Emílio chamou-me à parte e fomos até à sala de estar.
— Ela têm é uma gripe asiática.
— Lá estás tu Emílio. Porque é que não me dizes a verdade?
— É o que eu te estou a dizer. Ela está com uma gripe asiática, só que ela não tem anticorpos para a combater.
— Não têm anticorpos? Mas então ela....
— Ela está com SIDA, percebes? Ela está sem mecanismos de defesa. Ela está a morrer...
Devo dizer que fiquei bastante surpreendido com a calma com que Emílio me disse isso. Era preciso ter bastante coragem e força interior para dizer ao seu melhor amigo que aquela que será, ou poderá vir a ser, a sua mulher está a morrer.

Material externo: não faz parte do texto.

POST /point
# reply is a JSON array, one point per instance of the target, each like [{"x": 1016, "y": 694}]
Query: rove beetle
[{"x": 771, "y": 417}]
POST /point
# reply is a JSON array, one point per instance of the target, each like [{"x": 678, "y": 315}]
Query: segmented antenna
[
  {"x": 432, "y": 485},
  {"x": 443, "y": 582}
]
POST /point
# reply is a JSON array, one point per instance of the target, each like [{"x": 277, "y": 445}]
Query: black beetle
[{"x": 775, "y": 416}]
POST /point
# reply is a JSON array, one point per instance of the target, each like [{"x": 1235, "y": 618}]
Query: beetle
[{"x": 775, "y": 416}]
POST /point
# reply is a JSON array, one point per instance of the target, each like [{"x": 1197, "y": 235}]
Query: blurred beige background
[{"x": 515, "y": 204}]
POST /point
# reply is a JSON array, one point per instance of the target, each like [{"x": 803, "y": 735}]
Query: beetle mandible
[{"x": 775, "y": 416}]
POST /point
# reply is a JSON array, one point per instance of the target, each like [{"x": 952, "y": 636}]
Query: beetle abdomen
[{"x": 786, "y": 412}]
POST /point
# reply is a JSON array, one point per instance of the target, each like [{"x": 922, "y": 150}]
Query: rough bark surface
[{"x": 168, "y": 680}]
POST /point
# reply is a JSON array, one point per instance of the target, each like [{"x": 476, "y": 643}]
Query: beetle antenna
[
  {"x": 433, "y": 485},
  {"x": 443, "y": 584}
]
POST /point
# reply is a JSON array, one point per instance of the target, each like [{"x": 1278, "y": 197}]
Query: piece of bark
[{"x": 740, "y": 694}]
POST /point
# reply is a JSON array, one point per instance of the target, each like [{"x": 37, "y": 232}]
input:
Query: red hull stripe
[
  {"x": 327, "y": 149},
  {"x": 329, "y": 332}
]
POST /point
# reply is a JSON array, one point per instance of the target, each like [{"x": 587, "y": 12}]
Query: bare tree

Emílio disse-me que estava cansado, trabalhava o dia todo e não parava um segundo. Ou fazia chás, ou cafés, ou estava à beira de Mary Ann a fazer-lhe companhia. Perguntei-lhe se precisava de ajuda e Emílio ficou bastante grato com a proposta. Logo no dia seguinte fui para casa dele ajudá-lo a tratar de Mary Ann.
Essa ajuda demorou pouco tempo, pois poucos dias depois Mary Ann faleceu. Morreu abraçada a Emílio. Emílio demorou algum tempo a recompor-se. Eu queria falar-lhe de um assunto importante, mas nem me atrevi a falar disso nos primeiros tempos.
Poucos meses depois, já Emílio se encontrava recomposto, falei-lhe do assunto que me andava a incomodar.
— Sabes, Emílio, eu acho que devias fazer um teste.
— Um teste de quê?
— Um teste da SIDA. A SIDA pega-se facilmente e a Mary Ann pode ter passado para ti uma carga de vírus.
— Achas? Não sei, nós tivemos poucas relações sexuais e tivemos sempre precauções.
— Mesmo assim deves fazer o teste. Porque se der positivo ainda podes ter a hipótese de te salvares.
— Está bem. Eu vou lá esta semana.
Felizmente o teste deu negativo e libertei-me das preocupações que carregava durante alguns meses.